Johnny Lloyd has been a musician and poet his whole life, starting with trumpet at eight. He studied Jazz and Classical Music at Fullerton College in Orange County and poetry at the University of California, Irvine. He started dancing after seeing street dancers doing Lindy Hop at a Jazz concert. In 1996 he started teaching dance in San Diego where he developed the Lindy Hop scene as San Diego's first Lindy Hop teacher. While continuing to produce music and poetry he intensely studied early Jazz Dance and the early forms of Hip Hop (Boogaloo, Popping) and became a sought after teacher in Lindy Hop and Vintage Swing Jazz. He now teaches and performs full time internationally, having taught regularly across Europe and the States for ten years.
 
Johnny is an Associated Artist with "Hajusom - a Utopian Space"  In Hamburg, Germany.
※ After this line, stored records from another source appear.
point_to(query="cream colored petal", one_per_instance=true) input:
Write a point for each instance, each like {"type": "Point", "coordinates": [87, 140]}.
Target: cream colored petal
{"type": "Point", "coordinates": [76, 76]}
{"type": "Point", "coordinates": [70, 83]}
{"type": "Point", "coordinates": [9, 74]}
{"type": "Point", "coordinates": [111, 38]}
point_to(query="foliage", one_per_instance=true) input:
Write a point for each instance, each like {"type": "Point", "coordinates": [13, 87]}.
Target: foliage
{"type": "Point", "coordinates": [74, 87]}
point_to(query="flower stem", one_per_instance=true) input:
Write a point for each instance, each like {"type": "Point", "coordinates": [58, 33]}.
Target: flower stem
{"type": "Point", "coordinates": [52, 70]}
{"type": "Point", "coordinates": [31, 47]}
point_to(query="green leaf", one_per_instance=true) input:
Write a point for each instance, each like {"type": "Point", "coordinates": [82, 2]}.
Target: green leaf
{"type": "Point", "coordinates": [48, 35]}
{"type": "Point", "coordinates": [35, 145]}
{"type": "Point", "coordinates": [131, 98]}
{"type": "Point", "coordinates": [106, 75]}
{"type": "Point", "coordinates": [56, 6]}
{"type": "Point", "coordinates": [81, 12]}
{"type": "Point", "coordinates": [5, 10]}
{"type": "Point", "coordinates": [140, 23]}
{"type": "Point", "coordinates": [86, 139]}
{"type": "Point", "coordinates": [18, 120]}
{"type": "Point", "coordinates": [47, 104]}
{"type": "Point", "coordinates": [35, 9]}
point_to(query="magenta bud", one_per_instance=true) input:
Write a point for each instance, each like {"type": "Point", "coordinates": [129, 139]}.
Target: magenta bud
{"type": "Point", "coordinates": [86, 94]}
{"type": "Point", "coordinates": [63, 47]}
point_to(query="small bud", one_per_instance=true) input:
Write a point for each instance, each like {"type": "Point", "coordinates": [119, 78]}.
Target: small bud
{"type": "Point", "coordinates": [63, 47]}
On their website, http://www.hajusom.de/html/home/gb.php they describe their mission:  " Since 1999 , especially juvenile and young adult refugees and migrants from the most diverse countries of origin in Africa, Asia and Europe come and work together. As a trans-national art project, Hajusom brings together people who are active citizens of a complex globalised world yet who bear within themselves their own individual maps. They are protagonists obliged to turn their backs on their national outlooks and make migration visible as a central force for social change. In their role as artists, they now recreate their own experiences and present them in various formats: In theatre performances, video and CD productions, space installations and texts.  Since its foundation and in the context of its art and research projects some extending over several years, Hajusom has dedicated itself to the subjects of fleeing troubled areas and migration in the globalisation era. The project permits its actors to develop their own language capable of transporting their experiences, their knowledge and their dreams. In addition when working together, various forms of art and indeed of communication are researched and developed which are exemplary for the process whereby national borders are losing their meaning in a world going through a period of upheaval.  We have to get used to the idea that our identity is fundamentally changed by contact with others, just like their identities change through contact with us, without the one or the other denaturalising themselves or dissolving themselves in a multicultural magma. Edouard Glissant In the meaning as described above, Hajusom is concerned with the concept of a deep cultural mixture: As a microcosm, Hajusom is effective as a utopian space where in a process of collective artistically creative work, such a concept of (inter) relations can be achieved as a contrast to political, cultural and religious dominance."